BRW: Last December I turned 29- in the months before, I spent a lot of time thinking about what I really wanted to accomplish prior to turning 30 and this list of 30 was the output of that. Some of the goals are relatively minor, like learning how to do crow pose in yoga, while others are pretty big, like buying a house. Although, on saying that, the crow pose is just one of the many yoga stretches that you need to master before being able to feel the full benefits of this workout. Depending on how well you do in yoga, this could prove to be quite a hard goal to complete. It just depends on the type of person that you are that can make some goals harder to achieve than others. Obviously there were some food-related items like cooking with a new ingredient monthly and learning to make bagels. I was a little nervous to post on social media about it, but I’ve actually found there’s been a lot of positivity that’s come from sharing. Several people have joined me on my goals and it’s even inspired some of my mentors at work to create 40 by 40 or 50 by 50 lists! The real purpose behind it was to be intentional with my goals and really to push myself to grow and progress, even if that didn’t necessarily mean accomplishing every last one of them.
GOF: When it comes to Instagram, would you say you post food for your following or for yourself?
BRW: I would say mostly for myself- I love sharing what I eat and took photos of food in the years prior to Instagram; however, I do love partnering with local businesses (we’re blessed with a wonderful food scene & community in the Twin Cities) so the intention behind some of what I post is to let others in the Twin Cities know about certain restaurants or products. At the end of the day, I want my Instagram account to be a reflection of me personally. I have intentionally chosen to only have one Instagram account, and while you’ll see a lot of food (because I love eating and am passionate about it!) there’s also more personal content like outdoor adventures and dog photos.
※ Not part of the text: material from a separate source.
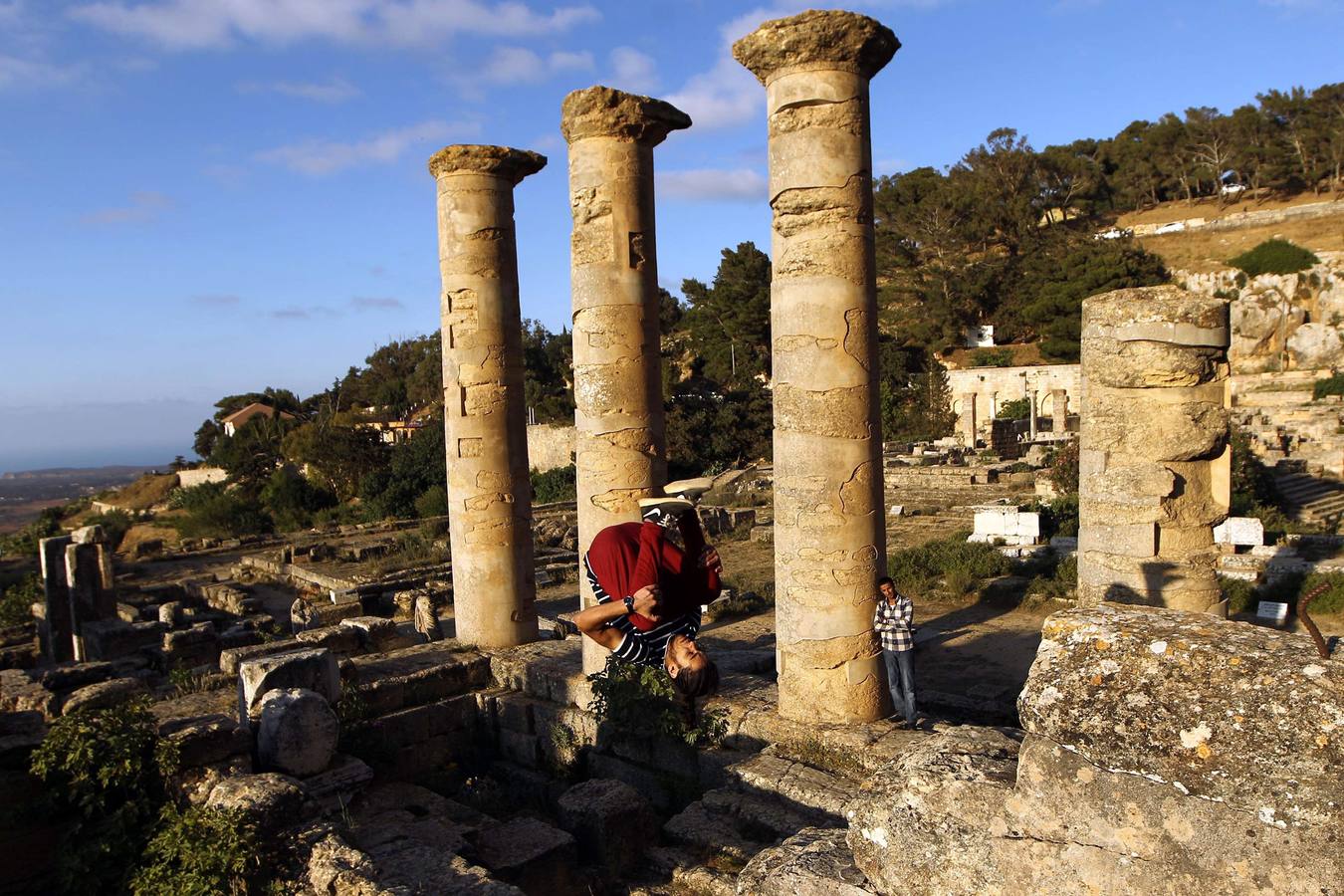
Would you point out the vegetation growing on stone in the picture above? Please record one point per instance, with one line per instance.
(1274, 257)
GOF: Let’s talk dog food – do you make your own or do you have a preferred brand?
BRW: Sometimes I do make homemade dog treats or cupcakes on birthdays! Herby also really likes fresh fruit and veggies so sometimes I’ll give him a bite when I’m in the kitchen. I recently switched to Hill’s Science Diet Senior per our vet’s recommendation.
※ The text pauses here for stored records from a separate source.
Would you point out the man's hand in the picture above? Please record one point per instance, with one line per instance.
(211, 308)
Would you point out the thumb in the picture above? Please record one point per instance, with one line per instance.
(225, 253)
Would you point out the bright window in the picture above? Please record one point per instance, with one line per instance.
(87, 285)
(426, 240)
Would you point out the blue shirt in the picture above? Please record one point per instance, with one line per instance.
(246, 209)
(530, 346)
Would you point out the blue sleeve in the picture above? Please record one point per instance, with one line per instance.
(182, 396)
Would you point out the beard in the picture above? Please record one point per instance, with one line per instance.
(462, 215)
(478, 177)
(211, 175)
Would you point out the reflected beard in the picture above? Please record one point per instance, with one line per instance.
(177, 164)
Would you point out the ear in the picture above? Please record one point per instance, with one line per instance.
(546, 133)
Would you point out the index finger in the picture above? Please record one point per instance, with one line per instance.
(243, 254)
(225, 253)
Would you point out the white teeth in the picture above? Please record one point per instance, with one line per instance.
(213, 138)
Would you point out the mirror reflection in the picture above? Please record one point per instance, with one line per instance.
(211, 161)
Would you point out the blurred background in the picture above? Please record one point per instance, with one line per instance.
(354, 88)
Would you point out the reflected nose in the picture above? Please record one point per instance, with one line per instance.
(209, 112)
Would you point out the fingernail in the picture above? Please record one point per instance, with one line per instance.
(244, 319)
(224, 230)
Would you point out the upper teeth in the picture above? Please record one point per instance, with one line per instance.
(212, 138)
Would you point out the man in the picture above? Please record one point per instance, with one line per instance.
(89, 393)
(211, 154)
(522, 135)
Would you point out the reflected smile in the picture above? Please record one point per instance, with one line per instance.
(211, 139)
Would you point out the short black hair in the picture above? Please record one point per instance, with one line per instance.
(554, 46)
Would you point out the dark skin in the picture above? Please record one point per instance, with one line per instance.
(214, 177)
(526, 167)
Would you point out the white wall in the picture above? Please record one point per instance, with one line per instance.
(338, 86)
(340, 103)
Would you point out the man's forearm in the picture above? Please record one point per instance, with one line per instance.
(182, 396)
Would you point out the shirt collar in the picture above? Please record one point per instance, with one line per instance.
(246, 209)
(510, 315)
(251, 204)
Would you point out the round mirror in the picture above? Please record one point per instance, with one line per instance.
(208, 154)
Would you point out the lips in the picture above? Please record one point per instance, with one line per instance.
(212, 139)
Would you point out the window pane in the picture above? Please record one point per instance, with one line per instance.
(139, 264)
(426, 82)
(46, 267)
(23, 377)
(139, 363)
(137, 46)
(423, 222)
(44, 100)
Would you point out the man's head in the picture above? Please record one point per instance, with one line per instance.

GOF: Any food items you want to see less of on Instagram?
BRW: Foods that only look good but that only taste mediocre. There’s nothing more disappointing than visiting a place that’s been highly Instagrammed about and the food itself doesn’t live up to the pictures. I’d rather eat something that’s plain-looking but delicious. Also, “yolk porn”. I really don’t like eggs already, and these videos just gross me out.
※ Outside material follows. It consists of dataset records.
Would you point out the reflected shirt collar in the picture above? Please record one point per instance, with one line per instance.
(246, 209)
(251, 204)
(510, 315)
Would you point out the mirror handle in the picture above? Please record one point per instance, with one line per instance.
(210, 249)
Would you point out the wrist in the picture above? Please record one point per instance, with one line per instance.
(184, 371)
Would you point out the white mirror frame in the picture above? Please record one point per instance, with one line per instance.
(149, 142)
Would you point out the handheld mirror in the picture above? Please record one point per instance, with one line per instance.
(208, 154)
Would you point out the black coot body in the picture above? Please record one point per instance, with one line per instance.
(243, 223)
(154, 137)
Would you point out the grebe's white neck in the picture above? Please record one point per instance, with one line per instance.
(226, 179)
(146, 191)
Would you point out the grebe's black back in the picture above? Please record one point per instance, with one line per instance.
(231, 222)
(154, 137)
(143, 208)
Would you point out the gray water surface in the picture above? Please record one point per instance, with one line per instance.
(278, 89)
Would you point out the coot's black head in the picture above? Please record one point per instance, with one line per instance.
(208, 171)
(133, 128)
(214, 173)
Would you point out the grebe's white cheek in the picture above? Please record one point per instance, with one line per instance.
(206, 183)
GOF: Favorite St. Paul restaurants?
BRW: Mucci’s Italian- their food is delicious and the atmosphere feels like being at home. Plus they have excellent donuts on the weekends. I’m also happy to see that some of my favorite Minneapolis spots like Parlour and Revival have opened St. Paul locations. Stewart’s and the original Punch Pizza are both excellent and walkable from our place. In my opinion, the best Juicy Lucy in the Twin Cities is at The Nook in St. Paul- I take everyone who comes in to visit from out of town here.